I recently popped along to the Gresham College in Holborn for one of their free lunchtime lectures, and I learnt two things. Firstly, that they have an overflow basement for when the main hall is full – and that the Oxford English Dictionary took a lot longer to write than I could have ever have expected.
I hadn’t really given a lot of thought to how the dictionary was written – presuming it to be some corporate production. I learnt though that the original idea for what later became the OED is actually 150 years old this year – having started in 1859. However, the first part of the dictionary wasn’t completed until 1928 – and even today we are still using what is known as the 2nd Edition of the dictionary.
Interestingly, the Oxford University Press are now working on a 3rd Edition, which is not expected to be finished until at least 2015. Impressive that a commercial organisation can take such a long-term view of a single publication.
The history of the OED is recounted elsewhere in more detail, but I was interested to learn that the initial process involved scholars and volunteers filling in a short slip of paper with the word, and an accompanying quotation. Some 5 million paper slips were collected and then edited down by hand to about 2 million quotes which were then used in the dictionary to provide the context for the meanings of words.
Interestingly, it was the short, common words, like what or verbs like take or put or set, that were the most difficult – in fact set was famous for taking 40 days to digest: the word ended up occupying over 18 large folio pages in the printed dictionary, extending to 154 main divisions and many many sub-divisions.
What did come out of the lecture though was how a dictionary can be limited by the sources used by the editors. Dr Johnson’s original dictionary relied for half of its words on just seven sources, being mainly Shakespeare, Milton the Bible, and others. The first OED also tended to veer towards the classics and 19th century literature. The 3rd Edition of the OED is looking to correct this and take its supporting quotations from a far wider range of sources, including technical and scientific documents.
As the dictionary was still being produced – and was selective about its sources – when the Coronation of King Edward VII was delayed due to appendicitis and people turned to this new dictionary to find out what that was, they wouldn’t have been able to find out – as the word wasn’t in there! Slightly embarrassing.
Another aspect which was touched on was the issue of political correctness, and how words are defined in the OED – for example, should quotations which we today consider racist and unacceptable be included in the OED? The answer generally being “yes” – as the OED needs to provide the context for words to explain how they might have been used in the past without making judgments on them.

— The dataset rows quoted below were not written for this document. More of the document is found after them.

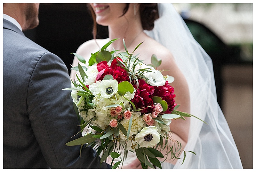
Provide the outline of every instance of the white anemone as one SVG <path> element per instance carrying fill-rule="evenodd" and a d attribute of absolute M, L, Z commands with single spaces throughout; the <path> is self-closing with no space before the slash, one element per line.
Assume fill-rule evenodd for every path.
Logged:
<path fill-rule="evenodd" d="M 104 98 L 109 98 L 118 90 L 118 82 L 115 80 L 103 80 L 99 85 L 101 96 Z"/>
<path fill-rule="evenodd" d="M 151 147 L 159 143 L 160 134 L 155 126 L 149 126 L 141 130 L 135 136 L 135 140 L 142 147 Z"/>
<path fill-rule="evenodd" d="M 165 83 L 163 75 L 159 70 L 151 70 L 145 74 L 145 76 L 148 78 L 148 83 L 152 86 L 162 86 Z"/>

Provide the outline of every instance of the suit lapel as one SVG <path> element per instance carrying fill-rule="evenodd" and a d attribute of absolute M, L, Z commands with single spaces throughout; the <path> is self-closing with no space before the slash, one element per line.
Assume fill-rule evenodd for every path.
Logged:
<path fill-rule="evenodd" d="M 26 36 L 24 33 L 20 30 L 18 28 L 17 26 L 13 24 L 11 22 L 10 22 L 7 20 L 4 19 L 4 29 L 6 29 L 11 30 L 15 32 L 19 33 L 24 36 Z"/>

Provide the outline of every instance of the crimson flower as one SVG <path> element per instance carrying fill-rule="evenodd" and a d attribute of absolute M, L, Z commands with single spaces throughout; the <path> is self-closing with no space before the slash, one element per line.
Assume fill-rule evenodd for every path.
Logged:
<path fill-rule="evenodd" d="M 168 107 L 165 112 L 163 112 L 165 113 L 171 113 L 173 110 L 174 107 L 177 105 L 175 103 L 174 98 L 175 97 L 173 93 L 174 89 L 166 81 L 164 85 L 155 87 L 155 92 L 153 94 L 153 96 L 158 96 L 165 101 L 168 104 Z"/>
<path fill-rule="evenodd" d="M 155 91 L 154 87 L 147 84 L 143 80 L 139 79 L 138 81 L 138 88 L 134 97 L 131 101 L 134 104 L 136 109 L 145 107 L 140 111 L 141 113 L 151 113 L 154 110 L 152 100 Z"/>

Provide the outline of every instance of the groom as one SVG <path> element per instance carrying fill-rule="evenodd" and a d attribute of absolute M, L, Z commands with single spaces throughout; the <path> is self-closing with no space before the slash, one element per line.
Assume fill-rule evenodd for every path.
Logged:
<path fill-rule="evenodd" d="M 37 4 L 4 4 L 4 168 L 107 168 L 82 136 L 68 69 L 22 31 L 38 25 Z M 85 145 L 84 145 L 85 146 Z"/>

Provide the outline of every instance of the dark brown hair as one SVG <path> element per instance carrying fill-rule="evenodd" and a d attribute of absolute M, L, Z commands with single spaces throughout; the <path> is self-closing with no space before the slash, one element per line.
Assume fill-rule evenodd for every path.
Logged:
<path fill-rule="evenodd" d="M 126 4 L 126 6 L 124 9 L 123 14 L 121 16 L 125 14 L 127 12 L 129 8 L 129 4 Z M 92 35 L 93 38 L 96 39 L 97 34 L 96 15 L 90 4 L 88 4 L 87 6 L 91 11 L 93 21 Z M 152 30 L 154 27 L 154 22 L 159 18 L 157 4 L 140 4 L 140 21 L 143 29 L 148 31 Z"/>

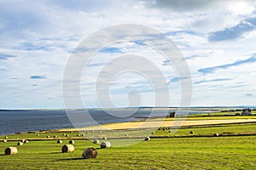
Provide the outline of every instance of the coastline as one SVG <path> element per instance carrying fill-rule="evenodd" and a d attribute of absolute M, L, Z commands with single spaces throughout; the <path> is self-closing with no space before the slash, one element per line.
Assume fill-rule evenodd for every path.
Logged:
<path fill-rule="evenodd" d="M 78 128 L 63 128 L 59 132 L 68 131 L 91 131 L 91 130 L 125 130 L 125 129 L 146 129 L 162 128 L 175 128 L 187 126 L 200 125 L 217 125 L 217 124 L 230 124 L 230 123 L 249 123 L 256 122 L 256 119 L 227 119 L 227 120 L 195 120 L 188 121 L 183 118 L 175 119 L 173 121 L 146 121 L 146 122 L 116 122 L 110 124 L 103 124 L 92 127 Z"/>

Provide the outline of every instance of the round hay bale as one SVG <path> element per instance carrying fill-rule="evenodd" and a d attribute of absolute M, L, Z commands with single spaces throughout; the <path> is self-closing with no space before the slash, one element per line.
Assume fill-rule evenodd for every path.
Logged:
<path fill-rule="evenodd" d="M 62 144 L 62 140 L 57 140 L 57 144 Z"/>
<path fill-rule="evenodd" d="M 15 147 L 9 147 L 4 150 L 5 155 L 15 155 L 18 153 L 18 149 Z"/>
<path fill-rule="evenodd" d="M 111 143 L 109 141 L 102 142 L 101 148 L 110 148 Z"/>
<path fill-rule="evenodd" d="M 69 140 L 68 143 L 69 143 L 69 144 L 74 144 L 74 141 L 73 141 L 73 140 Z"/>
<path fill-rule="evenodd" d="M 146 137 L 145 140 L 150 140 L 150 138 L 149 137 Z"/>
<path fill-rule="evenodd" d="M 85 159 L 96 158 L 98 151 L 95 148 L 87 148 L 84 150 L 82 156 Z"/>
<path fill-rule="evenodd" d="M 94 140 L 93 140 L 93 144 L 100 144 L 100 140 L 98 140 L 98 139 L 94 139 Z"/>
<path fill-rule="evenodd" d="M 18 142 L 17 145 L 18 146 L 23 145 L 23 142 Z"/>
<path fill-rule="evenodd" d="M 214 133 L 214 136 L 216 136 L 216 137 L 218 136 L 218 135 L 219 135 L 218 133 Z"/>
<path fill-rule="evenodd" d="M 62 153 L 73 152 L 74 150 L 74 146 L 72 144 L 65 144 L 61 148 Z"/>

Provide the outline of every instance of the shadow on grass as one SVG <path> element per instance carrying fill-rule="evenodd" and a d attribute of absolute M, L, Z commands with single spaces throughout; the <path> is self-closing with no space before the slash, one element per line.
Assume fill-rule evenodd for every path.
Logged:
<path fill-rule="evenodd" d="M 65 162 L 65 161 L 74 161 L 74 160 L 84 160 L 83 157 L 74 157 L 74 158 L 63 158 L 63 159 L 58 159 L 57 162 Z"/>

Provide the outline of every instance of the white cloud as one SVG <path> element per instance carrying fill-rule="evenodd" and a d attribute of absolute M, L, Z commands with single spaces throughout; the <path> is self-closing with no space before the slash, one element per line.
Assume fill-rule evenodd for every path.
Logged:
<path fill-rule="evenodd" d="M 208 41 L 212 32 L 234 28 L 247 19 L 255 18 L 254 10 L 255 1 L 249 0 L 1 2 L 0 54 L 15 57 L 0 60 L 0 97 L 5 99 L 1 101 L 0 108 L 62 107 L 61 80 L 71 52 L 83 38 L 96 31 L 124 23 L 149 26 L 166 33 L 188 59 L 193 82 L 227 78 L 226 81 L 195 85 L 194 105 L 236 105 L 250 102 L 250 105 L 255 105 L 253 64 L 230 67 L 208 75 L 198 72 L 201 68 L 234 63 L 256 54 L 254 30 L 244 32 L 232 41 Z M 90 45 L 103 39 L 99 37 Z M 115 43 L 111 47 L 120 48 L 123 54 L 150 58 L 168 80 L 177 76 L 171 65 L 163 65 L 166 59 L 149 48 L 131 42 Z M 90 94 L 84 99 L 90 107 L 98 106 L 93 102 L 96 99 L 91 85 L 99 69 L 109 61 L 108 56 L 111 55 L 113 54 L 98 53 L 91 60 L 90 73 L 86 81 L 82 80 L 82 90 L 86 88 L 91 90 L 84 93 Z M 125 62 L 120 66 L 122 65 Z M 157 76 L 154 69 L 147 69 L 148 74 Z M 46 78 L 32 80 L 32 75 Z M 145 82 L 136 76 L 131 76 L 130 80 L 120 77 L 119 82 L 113 88 L 113 94 L 115 89 L 119 93 L 115 98 L 119 101 L 118 105 L 128 104 L 127 91 L 123 91 L 125 98 L 122 95 L 125 84 L 136 89 L 142 87 L 147 89 Z M 180 97 L 178 85 L 178 82 L 169 85 L 171 103 L 176 105 L 179 99 L 173 99 Z M 230 90 L 227 92 L 226 89 Z M 252 97 L 241 99 L 247 94 L 251 94 Z M 150 94 L 144 93 L 142 96 L 143 105 L 154 102 Z"/>

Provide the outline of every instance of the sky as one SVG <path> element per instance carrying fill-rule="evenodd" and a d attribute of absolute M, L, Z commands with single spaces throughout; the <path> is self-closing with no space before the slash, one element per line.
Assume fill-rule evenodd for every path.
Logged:
<path fill-rule="evenodd" d="M 62 82 L 70 57 L 86 51 L 78 47 L 90 35 L 124 24 L 155 29 L 178 48 L 191 75 L 191 106 L 256 105 L 255 1 L 0 0 L 0 108 L 64 108 Z M 179 106 L 181 80 L 187 77 L 178 76 L 173 63 L 145 38 L 122 42 L 124 32 L 114 32 L 120 41 L 84 64 L 79 82 L 84 106 Z M 119 70 L 128 64 L 147 75 Z M 101 73 L 109 68 L 117 72 L 103 86 Z M 154 78 L 166 82 L 162 91 L 155 91 Z M 166 88 L 167 105 L 164 99 L 155 102 L 165 99 Z"/>

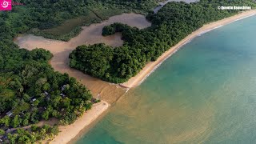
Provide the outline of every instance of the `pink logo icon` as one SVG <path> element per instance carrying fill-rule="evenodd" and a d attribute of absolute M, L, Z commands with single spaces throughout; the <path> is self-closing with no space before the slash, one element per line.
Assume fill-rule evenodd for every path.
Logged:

A good example, which showed up the social opinions of the time of the 1st Edition, was the definition of that most innocent of vessels – the canoe. It was defined as “used generally of any rude craft in which uncivilized people go upon the water” – adding to the insult that not only do “savages generally use paddles instead of oars.”, but that ‘in civilized use’ it is ‘a small light boat or skiff propelled by paddling'”
Fortunately, my well-thumbed copy of the Pocket Oxford Dictionary published in 1969 had been updated with a more suitable meaning.

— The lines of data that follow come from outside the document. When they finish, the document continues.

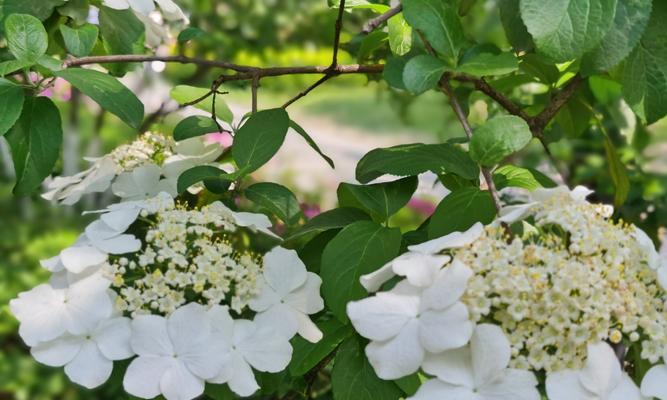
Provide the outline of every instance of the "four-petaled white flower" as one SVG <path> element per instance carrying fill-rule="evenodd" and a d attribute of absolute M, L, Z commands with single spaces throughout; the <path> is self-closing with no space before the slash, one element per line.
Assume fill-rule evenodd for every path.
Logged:
<path fill-rule="evenodd" d="M 308 317 L 324 308 L 322 279 L 306 271 L 296 251 L 276 247 L 266 253 L 259 282 L 260 293 L 249 303 L 259 313 L 256 318 L 273 319 L 276 329 L 284 329 L 288 337 L 298 332 L 313 343 L 322 339 L 322 332 Z"/>
<path fill-rule="evenodd" d="M 227 383 L 234 393 L 250 396 L 259 389 L 253 368 L 279 372 L 289 364 L 292 358 L 290 338 L 267 320 L 234 320 L 222 306 L 214 306 L 209 314 L 215 336 L 226 351 L 222 370 L 208 382 Z"/>
<path fill-rule="evenodd" d="M 459 299 L 471 276 L 470 268 L 454 259 L 438 271 L 429 287 L 404 280 L 388 292 L 348 303 L 347 315 L 355 329 L 371 340 L 366 355 L 380 378 L 412 374 L 426 352 L 468 343 L 473 323 Z"/>
<path fill-rule="evenodd" d="M 588 345 L 586 365 L 578 371 L 547 374 L 550 400 L 640 400 L 639 388 L 628 376 L 607 343 Z"/>
<path fill-rule="evenodd" d="M 66 288 L 42 284 L 19 293 L 9 302 L 12 314 L 21 323 L 19 335 L 27 345 L 34 346 L 66 333 L 90 332 L 111 316 L 110 284 L 100 275 L 92 275 Z"/>
<path fill-rule="evenodd" d="M 169 317 L 138 315 L 132 321 L 132 350 L 138 355 L 123 379 L 125 391 L 142 399 L 162 394 L 190 400 L 204 381 L 220 373 L 224 348 L 214 340 L 204 306 L 189 303 Z"/>
<path fill-rule="evenodd" d="M 72 382 L 92 389 L 109 379 L 114 360 L 134 355 L 130 335 L 128 318 L 110 318 L 85 334 L 65 334 L 50 342 L 39 343 L 30 353 L 42 364 L 65 366 L 65 374 Z"/>
<path fill-rule="evenodd" d="M 539 400 L 532 372 L 507 368 L 509 340 L 497 325 L 475 327 L 470 344 L 427 354 L 422 368 L 437 379 L 424 383 L 413 400 Z"/>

Also, lots of words about which the editors felt uncomfortable were included, but on different terms: they weren’t given quotations, or they were even defined in Latin. The lecturer recounted a joke about Dr Johnson, when congratulated by a couple of ladies on the absence of rude words from his dictionary, who replied to them how pleased he was that they were pleased, but of course, in order to know that his dictionary was blameless, the dear ladies must have gone through the volumes actually looking for such rude words!
Whilst the full dictionary runs to about twenty-three volumes, most people tend to own a shorter version, such as my own copy of the Pocket Edition (which certainly does NOT fit into any pocket I have seen). As such, it can lead to some interesting correspondence, as happened recently in The Economist when a reader wrote in one week to complain that the writer of the Bagehot column was using language which she felt was obscure and couldn’t be found in her copy of the Concise Oxford English Dictionary.

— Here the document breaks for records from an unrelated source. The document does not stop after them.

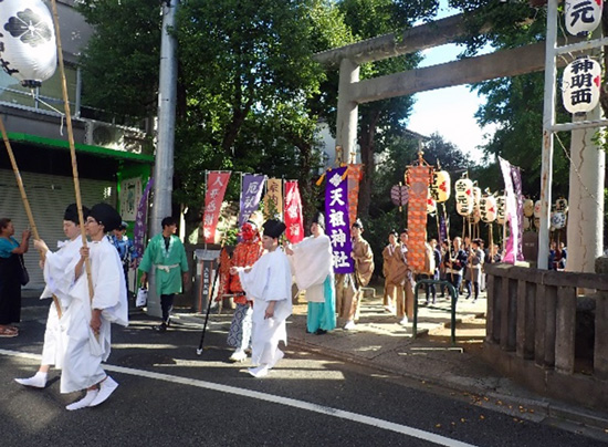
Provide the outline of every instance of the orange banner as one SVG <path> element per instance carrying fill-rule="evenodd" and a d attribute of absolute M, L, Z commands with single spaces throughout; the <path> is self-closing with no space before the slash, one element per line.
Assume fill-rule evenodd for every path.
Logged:
<path fill-rule="evenodd" d="M 427 198 L 429 195 L 428 166 L 408 168 L 408 266 L 415 272 L 424 270 L 424 242 L 427 241 Z"/>

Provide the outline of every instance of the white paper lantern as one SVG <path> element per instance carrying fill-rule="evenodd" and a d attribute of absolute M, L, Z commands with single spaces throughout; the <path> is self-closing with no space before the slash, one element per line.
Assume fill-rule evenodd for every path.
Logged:
<path fill-rule="evenodd" d="M 524 200 L 524 216 L 525 217 L 534 216 L 534 201 L 532 199 Z"/>
<path fill-rule="evenodd" d="M 494 196 L 485 196 L 480 200 L 480 214 L 481 220 L 484 222 L 493 222 L 496 220 L 497 206 L 496 198 Z"/>
<path fill-rule="evenodd" d="M 25 87 L 40 86 L 55 72 L 53 18 L 41 0 L 1 2 L 0 64 Z"/>
<path fill-rule="evenodd" d="M 473 183 L 468 178 L 461 178 L 454 184 L 457 212 L 469 216 L 473 212 Z"/>
<path fill-rule="evenodd" d="M 579 58 L 564 69 L 562 101 L 569 113 L 593 111 L 599 103 L 601 66 L 590 58 Z"/>
<path fill-rule="evenodd" d="M 432 215 L 437 211 L 437 202 L 429 196 L 427 198 L 427 214 Z"/>
<path fill-rule="evenodd" d="M 566 200 L 565 198 L 559 198 L 557 200 L 555 200 L 555 210 L 557 212 L 564 212 L 564 214 L 567 214 L 568 212 L 568 200 Z"/>
<path fill-rule="evenodd" d="M 496 224 L 504 225 L 506 224 L 506 197 L 499 196 L 496 197 Z"/>
<path fill-rule="evenodd" d="M 551 225 L 559 230 L 566 226 L 566 215 L 564 212 L 554 212 L 551 217 Z"/>
<path fill-rule="evenodd" d="M 534 217 L 541 218 L 541 200 L 534 202 Z"/>
<path fill-rule="evenodd" d="M 566 0 L 564 20 L 573 35 L 587 35 L 601 21 L 602 0 Z"/>
<path fill-rule="evenodd" d="M 442 204 L 450 198 L 450 174 L 445 170 L 433 171 L 432 181 L 429 186 L 431 198 Z"/>

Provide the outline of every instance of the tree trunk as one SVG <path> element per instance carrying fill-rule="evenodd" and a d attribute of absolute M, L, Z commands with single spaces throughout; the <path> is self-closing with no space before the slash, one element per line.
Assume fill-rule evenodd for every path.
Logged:
<path fill-rule="evenodd" d="M 375 136 L 376 126 L 380 118 L 380 111 L 371 111 L 361 116 L 361 132 L 359 135 L 359 148 L 361 153 L 363 179 L 359 187 L 359 206 L 357 209 L 358 217 L 369 216 L 369 206 L 371 204 L 371 180 L 374 179 L 374 170 L 376 169 L 374 153 L 375 153 Z"/>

A respondent replied: “SIR – I do not mean to be curt at all, but I would like to suggest for those who have difficulty comprehending Bagehot to invest in a dictionary without the word ‘concise’ embedded in the title.”
Considering that the full dictionary is 23 volumes in size, I think relying on a ‘concise’ version is quite forgiveable.
The lecture was actually quite funny as well, with a lot of anecdotes liberally dropped around the place – and a video of the lecture can be viewed online.
Gresham College hold free lectures throughout the year both at lunchtime and occasionally in the evenings, and are worth keeping an eye on for interesting topics.